For natural numbers $n\ge m$, let $n\underset{m \text{ times}}{\underbrace{!!!\dots!}}=n(n-m)(n-2m)(n-3m)\dots$ where all factors are natural numbers (we exclude $0$ and negative factors).

Question:

What is the units digit of $1!+2!+3!+4!!+5!!+\dots+k\underset{\left \lfloor \sqrt{k} \right \rfloor \text{ times}}{\underbrace{!!!\dots!}}+\dots+1992\underset{44 \text{ times}}{\underbrace{!!!\dots!}}$? ($\left \lfloor \cdot \right \rfloor$ denotes the floor funtion).

My Attempt (Is wrong as Peter Foreman commented below):

Consider the first $9$ terms:

$1!+2!+3!+4!!+5!!+6!!+7!!+8!!+9!!!$

$=1+2+6+8+15+48+105+384+162=731$

Each of the remaining terms includes at least on factor that ends with $0$. Therefore, the each term ends with $0$.

Hence the units digit of the given expression is equal to the units digit of the sum of the first $9$ terms. So, $1$ is the units digit of the given expression.

Peter Foreman said: "$17!!!!=9945$". This showed me that my attempt is wrong. Thanks Peter Foreman.

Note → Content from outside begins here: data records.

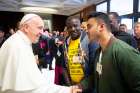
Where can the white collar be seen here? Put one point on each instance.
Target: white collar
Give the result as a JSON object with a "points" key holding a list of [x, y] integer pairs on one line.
{"points": [[24, 37]]}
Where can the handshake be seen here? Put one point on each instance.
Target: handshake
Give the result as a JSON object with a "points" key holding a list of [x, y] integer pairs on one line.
{"points": [[75, 89]]}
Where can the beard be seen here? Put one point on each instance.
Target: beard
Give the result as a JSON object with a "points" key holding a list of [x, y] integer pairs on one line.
{"points": [[114, 30]]}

Any help would be appreciated. THANKS.

Solution 1:

When $k \geq 25$ and the floor part $p$ of $k^{0.5}$ is coprime with $10$, the unit digit of $k’=k! \ldots !$ is $0$ (there is an even number in $k,k-p$ and one divisible by $5$ in $k!!!!!$).

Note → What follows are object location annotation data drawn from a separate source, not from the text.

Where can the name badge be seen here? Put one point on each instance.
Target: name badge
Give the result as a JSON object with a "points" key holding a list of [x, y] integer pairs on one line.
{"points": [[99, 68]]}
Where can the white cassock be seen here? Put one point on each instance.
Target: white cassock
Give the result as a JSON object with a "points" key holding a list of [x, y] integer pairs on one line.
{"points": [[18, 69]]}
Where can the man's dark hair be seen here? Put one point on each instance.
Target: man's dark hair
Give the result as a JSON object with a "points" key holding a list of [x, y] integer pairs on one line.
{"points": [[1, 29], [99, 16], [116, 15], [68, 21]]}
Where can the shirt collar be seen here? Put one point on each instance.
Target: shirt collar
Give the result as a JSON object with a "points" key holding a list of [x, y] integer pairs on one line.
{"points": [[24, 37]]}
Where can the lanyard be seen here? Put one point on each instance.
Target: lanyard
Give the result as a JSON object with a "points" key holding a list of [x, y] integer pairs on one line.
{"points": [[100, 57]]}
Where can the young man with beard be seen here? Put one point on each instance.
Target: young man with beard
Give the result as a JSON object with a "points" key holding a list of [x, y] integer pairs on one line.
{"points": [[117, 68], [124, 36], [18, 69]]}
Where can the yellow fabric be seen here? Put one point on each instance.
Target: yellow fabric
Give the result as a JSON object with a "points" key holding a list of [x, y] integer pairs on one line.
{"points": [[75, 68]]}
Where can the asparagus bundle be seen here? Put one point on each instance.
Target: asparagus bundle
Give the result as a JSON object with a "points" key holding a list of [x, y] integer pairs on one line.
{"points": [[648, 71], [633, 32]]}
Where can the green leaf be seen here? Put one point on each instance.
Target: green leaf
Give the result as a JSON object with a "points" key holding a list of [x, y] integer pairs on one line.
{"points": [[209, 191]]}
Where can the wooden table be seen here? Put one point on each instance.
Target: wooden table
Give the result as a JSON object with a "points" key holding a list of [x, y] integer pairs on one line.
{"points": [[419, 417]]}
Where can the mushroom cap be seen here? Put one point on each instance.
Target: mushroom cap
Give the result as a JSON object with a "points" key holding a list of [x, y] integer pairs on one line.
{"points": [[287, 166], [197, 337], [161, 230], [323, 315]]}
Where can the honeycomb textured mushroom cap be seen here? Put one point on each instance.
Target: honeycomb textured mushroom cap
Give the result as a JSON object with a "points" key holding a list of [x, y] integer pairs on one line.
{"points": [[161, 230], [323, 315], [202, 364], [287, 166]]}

When $k \geq 25$ and $p \wedge 10=2$, there is going to be a number divisible by $5$ in $k,k-p,k-2p,k-3p,k-4p$, and $k’$ is divisible by $5$ and congruent to $k$ mod $2$, so the unit digit of $k’$ is $5$ if $k$ is odd and $0$ if $k$ is even.

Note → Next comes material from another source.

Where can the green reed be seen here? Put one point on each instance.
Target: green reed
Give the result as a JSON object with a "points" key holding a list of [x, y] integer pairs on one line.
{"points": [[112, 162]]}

When $k \geq 25$ and $p \wedge 10=5$, then $k(k-p)$ is even, so $k’$ is even. The congruence mod $5$ is trickier: $k’$ is congruent to $k^r$ mod $5$, where $r$ is the number of factors in he product (ie $r-1$ is the floor part of $(k-1)/p$, so $r$ is either $p$, $p+1$ or $p+2$).

When $10 | p$, as above, $k’$ is congruent to $k^r$ mod $10$.

Note that everything depends only on the unit digit of $k$, $p$ and $r$: when $p$ is set, and $p \wedge 10=2$, the sum of any four $k’$ corresponding to consecutive $k \geq 25$ vanishes mod $10$.

When $p,r$ are set and $p \wedge 10=5$, the sum of any five $k’$ corresponding to consecutive $k \geq 25$ is always divisible by $10$.

When $p,r$ are set and $p \wedge 10=10$, the sum of any ten $k’$ corresponding to consecutive $k \geq 100$ is congruent to $3$ mod $10$ if $4|r$ and $5$ mod $10$ otherwise.

So all we need now is time for processing all integers from $1$ to $1992$.